Nuclear morphometry as a biomarker for bronchial intraepithelial neoplasia: Correlation with genetic damage and cancer development




Bronchial carcinomas are preceded by epithelial morphologic changes. The variation in interpretation of these grades of intraepithelial neoplasia makes it difficult to determine its natural history and utility of histopathology as a surrogate endpoint biomarker. The objective of this study was to quantitate morphologic changes of intraepitherlial neoplasia and validate its utility through correlation with histopathology, allelic loss, and cancer development.


Quantitative nuclear morphometry was performed on 47 normal bronchial biopsies and 28 invasive cancer to generate a morphometry index (MI) that was applied to 1,096 bronchial biopsies from 230 volunteers who were current smokers (≥25 pack-years) and 30 patients who had cancer. In a subset of 631 biopsies, MI was correlated with frequency of loss of heterozygosity at nine chromosomal regions (14 polymorphic markers).

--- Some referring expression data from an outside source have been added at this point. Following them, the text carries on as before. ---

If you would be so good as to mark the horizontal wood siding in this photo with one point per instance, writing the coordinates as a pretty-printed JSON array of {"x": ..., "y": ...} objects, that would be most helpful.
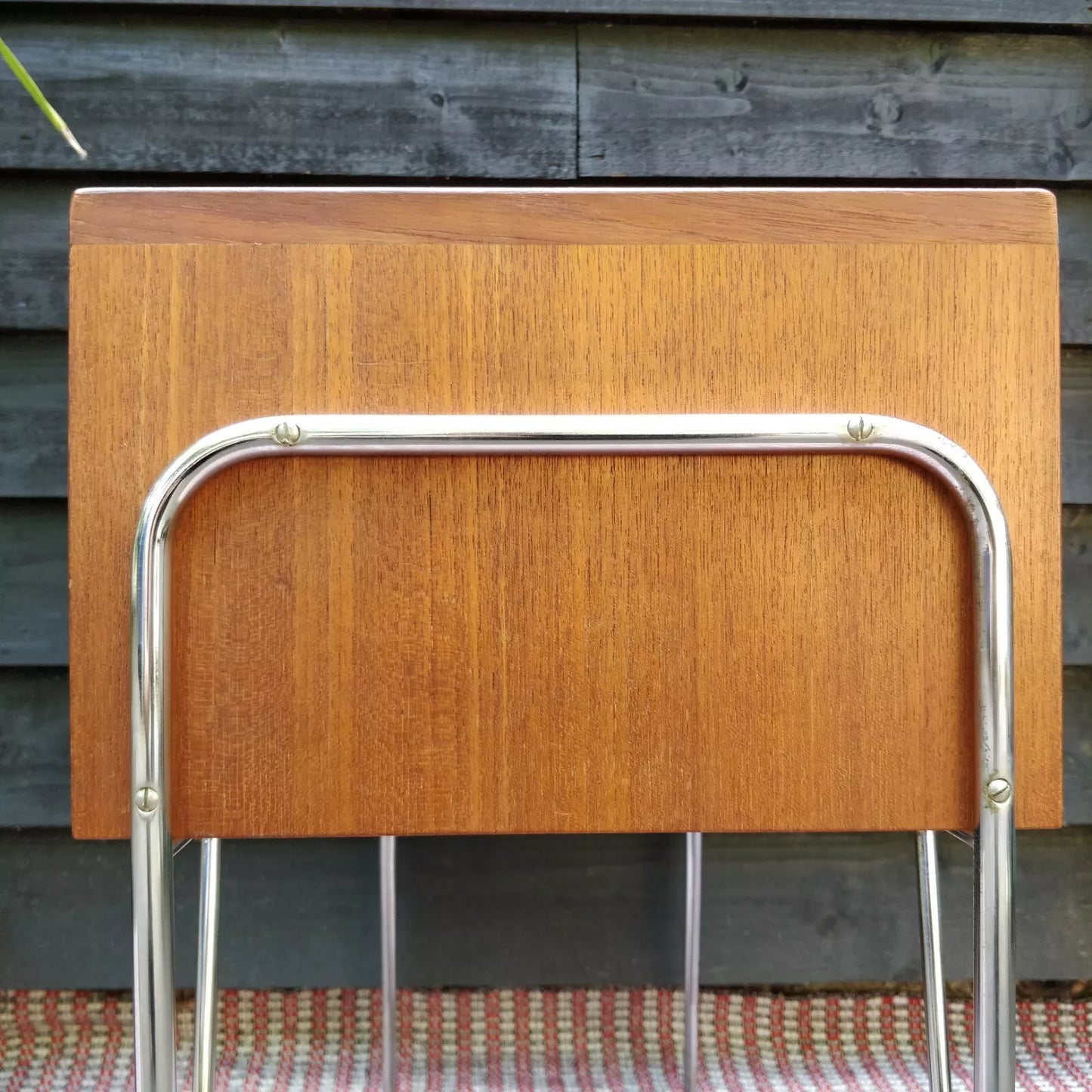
[
  {"x": 329, "y": 97},
  {"x": 1004, "y": 12},
  {"x": 688, "y": 103},
  {"x": 542, "y": 911},
  {"x": 34, "y": 250}
]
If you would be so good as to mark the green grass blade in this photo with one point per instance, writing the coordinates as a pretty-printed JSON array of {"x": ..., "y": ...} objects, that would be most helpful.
[{"x": 35, "y": 92}]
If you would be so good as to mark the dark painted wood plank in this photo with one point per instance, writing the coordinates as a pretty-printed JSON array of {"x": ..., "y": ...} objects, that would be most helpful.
[
  {"x": 34, "y": 741},
  {"x": 34, "y": 395},
  {"x": 34, "y": 252},
  {"x": 34, "y": 415},
  {"x": 181, "y": 93},
  {"x": 542, "y": 911},
  {"x": 1075, "y": 242},
  {"x": 1077, "y": 690},
  {"x": 698, "y": 103},
  {"x": 1077, "y": 426},
  {"x": 34, "y": 748},
  {"x": 34, "y": 583},
  {"x": 1077, "y": 584},
  {"x": 34, "y": 249},
  {"x": 1010, "y": 12}
]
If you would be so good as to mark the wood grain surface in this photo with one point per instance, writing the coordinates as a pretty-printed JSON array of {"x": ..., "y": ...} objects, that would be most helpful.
[{"x": 405, "y": 645}]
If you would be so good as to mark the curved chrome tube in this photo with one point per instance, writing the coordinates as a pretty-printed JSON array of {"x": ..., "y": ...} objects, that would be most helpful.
[{"x": 685, "y": 434}]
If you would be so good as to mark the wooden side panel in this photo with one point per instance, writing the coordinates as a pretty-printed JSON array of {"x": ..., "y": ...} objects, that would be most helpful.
[{"x": 554, "y": 645}]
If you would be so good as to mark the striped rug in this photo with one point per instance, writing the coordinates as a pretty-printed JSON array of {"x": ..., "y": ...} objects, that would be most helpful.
[{"x": 534, "y": 1041}]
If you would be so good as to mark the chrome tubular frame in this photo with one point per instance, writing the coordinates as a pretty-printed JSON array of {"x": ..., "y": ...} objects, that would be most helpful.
[{"x": 645, "y": 435}]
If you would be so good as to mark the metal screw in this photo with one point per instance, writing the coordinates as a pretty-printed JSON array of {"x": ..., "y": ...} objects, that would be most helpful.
[
  {"x": 147, "y": 800},
  {"x": 859, "y": 429},
  {"x": 286, "y": 434}
]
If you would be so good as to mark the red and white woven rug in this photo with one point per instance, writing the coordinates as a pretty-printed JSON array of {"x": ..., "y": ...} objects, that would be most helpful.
[{"x": 535, "y": 1041}]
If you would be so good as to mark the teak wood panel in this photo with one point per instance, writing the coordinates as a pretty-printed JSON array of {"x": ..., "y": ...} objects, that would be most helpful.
[{"x": 424, "y": 645}]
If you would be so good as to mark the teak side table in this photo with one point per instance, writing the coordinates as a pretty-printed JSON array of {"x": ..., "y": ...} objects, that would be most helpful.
[{"x": 620, "y": 630}]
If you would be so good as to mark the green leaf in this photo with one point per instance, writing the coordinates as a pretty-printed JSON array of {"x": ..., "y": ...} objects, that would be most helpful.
[{"x": 35, "y": 92}]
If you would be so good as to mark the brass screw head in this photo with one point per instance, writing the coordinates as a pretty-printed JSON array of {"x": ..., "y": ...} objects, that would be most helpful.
[
  {"x": 859, "y": 428},
  {"x": 286, "y": 434},
  {"x": 147, "y": 800}
]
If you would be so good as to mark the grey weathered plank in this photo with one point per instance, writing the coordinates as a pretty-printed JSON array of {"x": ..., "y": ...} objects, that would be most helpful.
[
  {"x": 34, "y": 583},
  {"x": 1010, "y": 12},
  {"x": 34, "y": 397},
  {"x": 1077, "y": 583},
  {"x": 34, "y": 759},
  {"x": 34, "y": 748},
  {"x": 1078, "y": 759},
  {"x": 1075, "y": 242},
  {"x": 179, "y": 93},
  {"x": 33, "y": 415},
  {"x": 1077, "y": 426},
  {"x": 34, "y": 252},
  {"x": 542, "y": 911},
  {"x": 34, "y": 243},
  {"x": 746, "y": 103}
]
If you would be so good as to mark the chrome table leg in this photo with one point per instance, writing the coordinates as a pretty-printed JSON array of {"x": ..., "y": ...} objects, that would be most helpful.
[
  {"x": 206, "y": 1008},
  {"x": 387, "y": 930},
  {"x": 936, "y": 1013},
  {"x": 691, "y": 988}
]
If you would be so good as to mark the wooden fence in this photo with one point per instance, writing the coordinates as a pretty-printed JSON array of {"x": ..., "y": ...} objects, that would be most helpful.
[{"x": 311, "y": 92}]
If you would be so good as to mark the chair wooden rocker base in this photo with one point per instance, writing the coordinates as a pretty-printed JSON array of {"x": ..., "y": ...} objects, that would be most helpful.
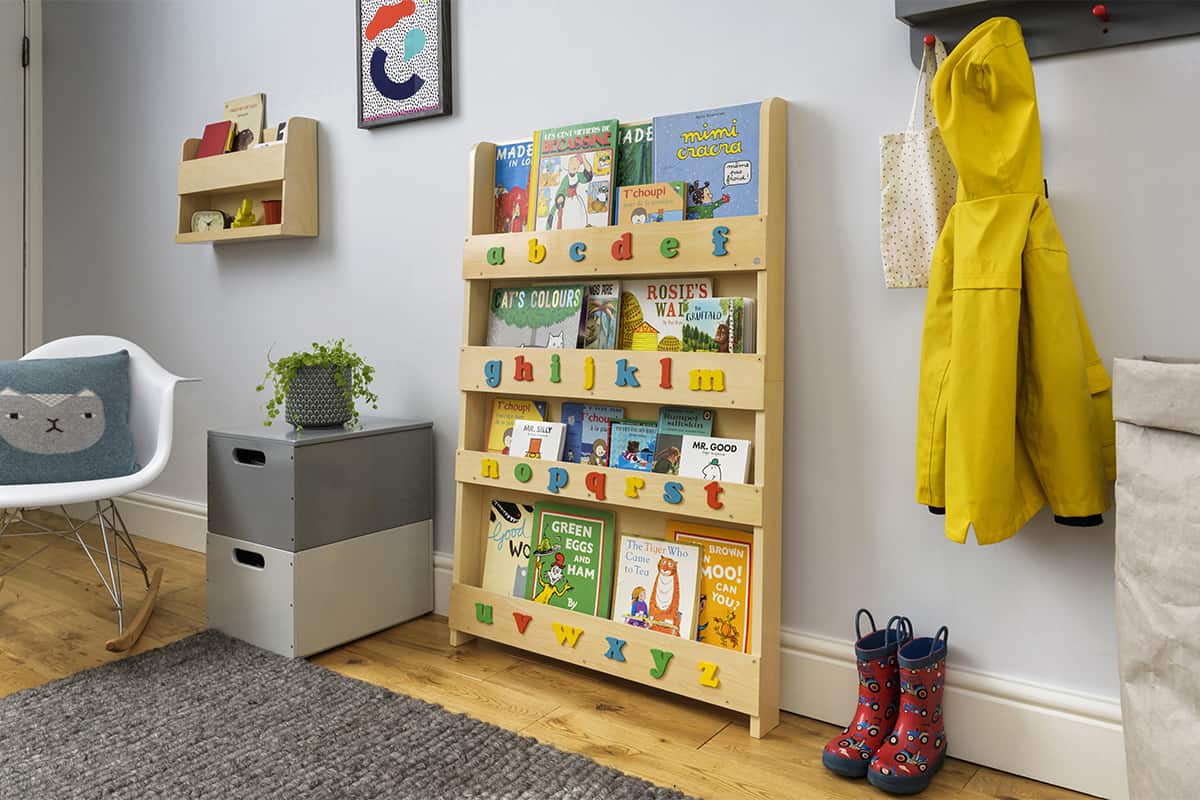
[{"x": 114, "y": 536}]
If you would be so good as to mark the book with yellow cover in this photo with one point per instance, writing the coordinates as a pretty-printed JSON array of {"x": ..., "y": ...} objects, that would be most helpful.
[
  {"x": 507, "y": 410},
  {"x": 725, "y": 582}
]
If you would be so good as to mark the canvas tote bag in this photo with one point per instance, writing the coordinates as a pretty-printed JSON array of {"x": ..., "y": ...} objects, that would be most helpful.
[
  {"x": 1157, "y": 404},
  {"x": 918, "y": 182}
]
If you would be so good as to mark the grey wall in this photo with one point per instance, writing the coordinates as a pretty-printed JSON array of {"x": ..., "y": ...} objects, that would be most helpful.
[{"x": 125, "y": 82}]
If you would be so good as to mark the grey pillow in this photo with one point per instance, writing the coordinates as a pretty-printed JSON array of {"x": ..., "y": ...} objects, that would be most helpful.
[{"x": 65, "y": 420}]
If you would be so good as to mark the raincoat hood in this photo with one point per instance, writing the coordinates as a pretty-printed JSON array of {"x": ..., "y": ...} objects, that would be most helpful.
[{"x": 987, "y": 108}]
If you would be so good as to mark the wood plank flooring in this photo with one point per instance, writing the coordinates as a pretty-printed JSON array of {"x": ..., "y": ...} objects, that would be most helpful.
[{"x": 54, "y": 618}]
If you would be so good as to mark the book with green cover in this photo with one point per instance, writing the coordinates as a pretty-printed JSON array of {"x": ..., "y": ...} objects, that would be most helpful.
[
  {"x": 571, "y": 561},
  {"x": 675, "y": 423}
]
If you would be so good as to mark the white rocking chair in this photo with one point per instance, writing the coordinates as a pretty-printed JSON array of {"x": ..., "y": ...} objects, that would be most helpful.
[{"x": 151, "y": 416}]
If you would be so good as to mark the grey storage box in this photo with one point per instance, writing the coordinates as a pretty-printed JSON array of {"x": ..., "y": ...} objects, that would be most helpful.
[{"x": 321, "y": 536}]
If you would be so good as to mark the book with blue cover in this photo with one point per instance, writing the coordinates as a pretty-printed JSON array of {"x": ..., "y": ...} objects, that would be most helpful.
[{"x": 715, "y": 152}]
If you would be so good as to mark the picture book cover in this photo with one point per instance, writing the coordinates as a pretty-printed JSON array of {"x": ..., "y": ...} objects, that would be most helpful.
[
  {"x": 635, "y": 154},
  {"x": 719, "y": 325},
  {"x": 573, "y": 173},
  {"x": 513, "y": 163},
  {"x": 651, "y": 203},
  {"x": 507, "y": 553},
  {"x": 507, "y": 410},
  {"x": 603, "y": 320},
  {"x": 652, "y": 311},
  {"x": 726, "y": 579},
  {"x": 250, "y": 115},
  {"x": 547, "y": 317},
  {"x": 715, "y": 152},
  {"x": 658, "y": 585},
  {"x": 715, "y": 459},
  {"x": 594, "y": 437},
  {"x": 673, "y": 425},
  {"x": 571, "y": 560},
  {"x": 538, "y": 439},
  {"x": 631, "y": 445}
]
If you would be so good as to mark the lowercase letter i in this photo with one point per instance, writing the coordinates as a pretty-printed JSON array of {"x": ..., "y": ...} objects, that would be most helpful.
[
  {"x": 595, "y": 481},
  {"x": 720, "y": 235},
  {"x": 627, "y": 376},
  {"x": 492, "y": 373},
  {"x": 589, "y": 373},
  {"x": 537, "y": 252}
]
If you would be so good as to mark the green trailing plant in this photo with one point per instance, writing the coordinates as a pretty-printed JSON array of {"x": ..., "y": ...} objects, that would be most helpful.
[{"x": 335, "y": 356}]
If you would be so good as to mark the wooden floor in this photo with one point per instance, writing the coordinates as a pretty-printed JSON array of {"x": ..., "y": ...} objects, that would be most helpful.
[{"x": 54, "y": 620}]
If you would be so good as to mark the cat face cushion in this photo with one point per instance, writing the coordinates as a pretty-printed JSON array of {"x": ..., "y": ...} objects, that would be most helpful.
[{"x": 65, "y": 420}]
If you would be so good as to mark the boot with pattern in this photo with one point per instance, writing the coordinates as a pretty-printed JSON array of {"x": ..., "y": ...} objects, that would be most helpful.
[
  {"x": 916, "y": 750},
  {"x": 879, "y": 693}
]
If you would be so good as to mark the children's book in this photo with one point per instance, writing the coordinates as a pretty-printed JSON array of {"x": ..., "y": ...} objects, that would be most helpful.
[
  {"x": 725, "y": 582},
  {"x": 635, "y": 154},
  {"x": 507, "y": 410},
  {"x": 715, "y": 152},
  {"x": 651, "y": 203},
  {"x": 513, "y": 162},
  {"x": 571, "y": 560},
  {"x": 673, "y": 425},
  {"x": 652, "y": 311},
  {"x": 715, "y": 459},
  {"x": 719, "y": 325},
  {"x": 538, "y": 439},
  {"x": 587, "y": 432},
  {"x": 631, "y": 445},
  {"x": 571, "y": 174},
  {"x": 603, "y": 317},
  {"x": 547, "y": 317},
  {"x": 508, "y": 547},
  {"x": 658, "y": 585}
]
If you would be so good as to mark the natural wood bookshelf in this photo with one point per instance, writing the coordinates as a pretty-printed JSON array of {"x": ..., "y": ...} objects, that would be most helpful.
[
  {"x": 282, "y": 172},
  {"x": 748, "y": 405}
]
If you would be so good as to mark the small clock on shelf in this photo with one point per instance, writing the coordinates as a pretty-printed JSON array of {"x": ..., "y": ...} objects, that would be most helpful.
[{"x": 207, "y": 221}]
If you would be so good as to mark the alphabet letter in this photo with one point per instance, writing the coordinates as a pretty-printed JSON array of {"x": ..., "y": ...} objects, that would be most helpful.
[
  {"x": 595, "y": 481},
  {"x": 627, "y": 376}
]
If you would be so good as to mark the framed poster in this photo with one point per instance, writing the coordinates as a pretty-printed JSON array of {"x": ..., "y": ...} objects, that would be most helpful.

A significant correlation was found between MI and allelic loss in six of nine chromosomal regions. As part of patient long-term follow-up, 12 sites that progressed to cancer were identified and had significantly increased MIs relative to nonprogressing sites. Significant overlap in the MIs was found between most grades of intraepithelial neoplasia.


In chemoprevention trials, nuclear morphometry can supplement histopathology as a Surrogate Endpont Biomarker (SEB) because it is quantitative, collelates well with genetic damage, and may predict cancer development. © 2004 Wiley-Liss, Inc.